Understanding Temperature Sensors
Understanding Temperature Sensors:
Your guide for Resistance Temperature Devices (RTD's), Thermocouples & Thermistors
September 3, 2019
Tempco manufactures three types of high quality temperature sensors:
To help our customers understand sensors better, we have listed the construction and benefits of each type below. Additionally, Tempco's Sales and Engineering teams can help you:
- understand the differences between the three types of sensors.
- determine the best solution to your application challenge.
Resistance Temperature Detectors (RTD's) are temperature sensing devices consisting of a wire coil or deposited film of pure metal, usually platinum. The element’s resistance increases with temperature in a known and repeatable manner. RTD's exhibit excellent accuracy over a wide temperature range, –200°C (-328°F) to 650°C (1202°F).
- Stability and repeatability: The platinum RTD is the primary interpolation instrument used by the National Institute of Standards and Technology from –260 degrees Celsius to 630 degrees Celsius. Precision RTD's can be manufactured with a stability of 0.0025 degrees Celsius per year. However, most industrial models drift less than 0.1 degrees Celsius per year.
- Linearity: The platinum RTD produces a more linear curve than thermocouples or thermistors. The RTD’s non-linearities can be corrected through proper design of resistive bridge networks.
- Sensitivity: The voltage drop across an RTD provides a much larger output than a thermocouple. Since thermistors have a higher resistance than RTDs, the measuring current through them may be so low as to limit self-heating, making their voltage drop less than that of an RTD.
- Standardization: RTD's are manufactured to industry standard curves, usually 100 ohm platinum to IEC 751, which makes them very interchangeable.
- System Cost: RTD's usually offer a lower system cost than do thermocouples as they use ordinary copper extension leads and require no cold junction compensation.
A thermocouple consists of two wires of dissimilar metals welded together into a junction. At the other end of the signal wires, usually as part of the input instrument, is another junction called the reference junction.

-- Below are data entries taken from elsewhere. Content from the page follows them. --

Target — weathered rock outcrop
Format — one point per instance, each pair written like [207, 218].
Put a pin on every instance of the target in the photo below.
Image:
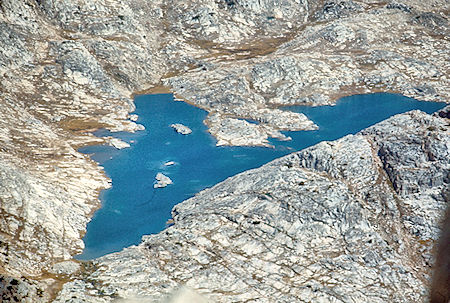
[69, 67]
[345, 221]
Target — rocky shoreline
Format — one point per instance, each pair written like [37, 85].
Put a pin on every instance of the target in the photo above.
[68, 68]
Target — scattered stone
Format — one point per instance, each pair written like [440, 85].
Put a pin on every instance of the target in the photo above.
[134, 117]
[329, 223]
[162, 181]
[181, 129]
[117, 143]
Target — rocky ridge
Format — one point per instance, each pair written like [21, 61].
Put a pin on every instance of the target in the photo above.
[342, 221]
[69, 67]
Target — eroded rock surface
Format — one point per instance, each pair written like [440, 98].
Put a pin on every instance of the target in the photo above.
[343, 221]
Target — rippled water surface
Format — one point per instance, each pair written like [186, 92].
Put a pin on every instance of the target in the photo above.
[132, 207]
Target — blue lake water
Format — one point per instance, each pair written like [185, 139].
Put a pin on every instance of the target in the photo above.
[132, 207]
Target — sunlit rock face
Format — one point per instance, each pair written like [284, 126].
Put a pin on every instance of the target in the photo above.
[68, 67]
[347, 220]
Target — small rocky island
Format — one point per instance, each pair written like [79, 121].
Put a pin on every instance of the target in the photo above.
[353, 220]
[181, 129]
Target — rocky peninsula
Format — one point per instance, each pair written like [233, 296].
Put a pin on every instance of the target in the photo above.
[354, 219]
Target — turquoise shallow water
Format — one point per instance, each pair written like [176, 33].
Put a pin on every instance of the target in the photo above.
[132, 207]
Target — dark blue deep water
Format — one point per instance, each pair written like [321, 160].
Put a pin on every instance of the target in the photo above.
[132, 207]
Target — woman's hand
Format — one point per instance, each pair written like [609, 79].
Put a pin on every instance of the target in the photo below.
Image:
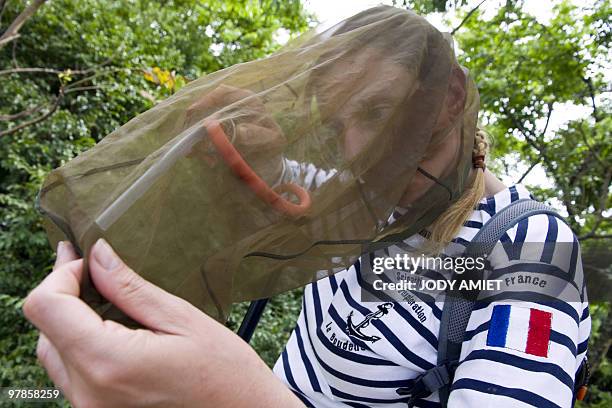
[182, 358]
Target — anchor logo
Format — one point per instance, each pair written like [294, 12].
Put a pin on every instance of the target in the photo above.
[355, 330]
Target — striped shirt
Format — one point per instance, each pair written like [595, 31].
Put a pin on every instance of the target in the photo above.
[325, 367]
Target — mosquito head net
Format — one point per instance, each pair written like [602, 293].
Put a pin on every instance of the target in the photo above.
[268, 175]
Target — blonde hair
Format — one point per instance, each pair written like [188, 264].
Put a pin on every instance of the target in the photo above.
[447, 225]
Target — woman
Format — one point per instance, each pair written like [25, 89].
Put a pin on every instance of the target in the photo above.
[184, 358]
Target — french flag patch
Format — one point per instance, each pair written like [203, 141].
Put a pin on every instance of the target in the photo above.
[520, 328]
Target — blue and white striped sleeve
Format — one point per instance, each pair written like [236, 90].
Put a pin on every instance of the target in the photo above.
[527, 352]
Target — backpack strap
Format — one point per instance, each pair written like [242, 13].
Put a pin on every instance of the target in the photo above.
[458, 307]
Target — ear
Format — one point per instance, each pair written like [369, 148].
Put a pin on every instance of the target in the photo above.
[455, 100]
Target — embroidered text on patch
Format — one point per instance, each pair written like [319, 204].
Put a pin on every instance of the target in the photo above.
[520, 328]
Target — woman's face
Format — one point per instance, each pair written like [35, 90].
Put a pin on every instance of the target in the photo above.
[362, 91]
[367, 88]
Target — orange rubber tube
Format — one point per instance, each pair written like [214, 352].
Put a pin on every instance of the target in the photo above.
[241, 168]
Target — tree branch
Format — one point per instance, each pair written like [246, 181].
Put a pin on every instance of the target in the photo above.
[603, 198]
[467, 17]
[535, 163]
[591, 88]
[12, 32]
[2, 6]
[42, 117]
[21, 114]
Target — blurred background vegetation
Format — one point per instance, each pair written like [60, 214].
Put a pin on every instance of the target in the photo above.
[71, 71]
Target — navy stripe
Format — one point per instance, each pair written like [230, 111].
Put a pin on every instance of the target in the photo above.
[564, 340]
[582, 347]
[387, 334]
[574, 260]
[585, 314]
[333, 283]
[519, 239]
[421, 403]
[291, 380]
[314, 382]
[351, 397]
[473, 224]
[462, 241]
[486, 208]
[551, 239]
[523, 363]
[469, 334]
[491, 203]
[513, 194]
[303, 399]
[516, 393]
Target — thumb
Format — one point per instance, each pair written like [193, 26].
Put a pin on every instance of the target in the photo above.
[144, 302]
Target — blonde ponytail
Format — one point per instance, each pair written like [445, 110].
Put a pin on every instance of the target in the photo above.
[447, 225]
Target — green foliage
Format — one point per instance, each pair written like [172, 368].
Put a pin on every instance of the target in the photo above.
[98, 55]
[525, 69]
[275, 326]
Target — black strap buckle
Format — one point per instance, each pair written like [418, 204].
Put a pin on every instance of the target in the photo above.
[429, 382]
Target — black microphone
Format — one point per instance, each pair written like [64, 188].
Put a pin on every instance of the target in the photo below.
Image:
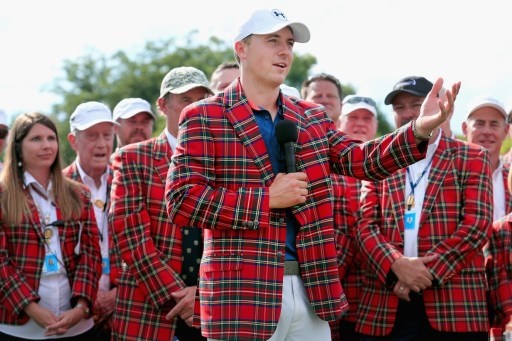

Heating the sensing junction generates a thermoelectric potential (emf) proportional to the temperature difference between the two junctions. This millivolt-level emf, when compensated for the known temperature of the reference junction, indicates the temperature at the sensing tip. Published millivolt tables assume the reference junction is at 0 degrees Celsius.
Thermocouples are simple and familiar. Designing them into systems, however, is complicated by the need for special extension wires and reference junction compensation.
Thermocouple advantages include:
- Extremely high temperature capability: Thermocouples with a noble metal junction may be rated as high as 1700°C (3100°F).
- Ruggedness: The inherent simplicity of thermocouples makes them resistant to shock and vibration.
- Small size/fast response: A fine-wire thermocouple junction takes up little space and has low mass, making it suitable for point sensing and fast response.
Thermistors are resistive devices usually made of metal oxides formed into a bead and encapsulated in epoxy or glass. Thermistors show a large negative temperature coefficient. Their resistance drops dramatically and non-linearly with a temperature increase. A thermistor’s sensitivity is many times that of an RTD, but its useful temperature range is limited. Because of wide variations of performance and cost among thermistors, generalized advantages and disadvantages may not always apply.
Typical benefits are:
- Lower Sensor Cost: Basic thermistors are less costly than RTDs and thermocouples, but when assembled in protective sheaths or wells the price difference narrows. Thermistors with tighter interchangeability or extended temperature ranges often cost more than RTDs.
- High Sensitivity: Resistance may be several thousand ohms, which provides a larger output than RTDs with the same measuring current, offsetting lead wire resistance problems. Caution must be taken to limit measuring current because thermistors are more susceptible to self-heating than are RTDs.
- Point Sensing: A thermistor bead may be the size of a pinhead, allowing for small area sensing.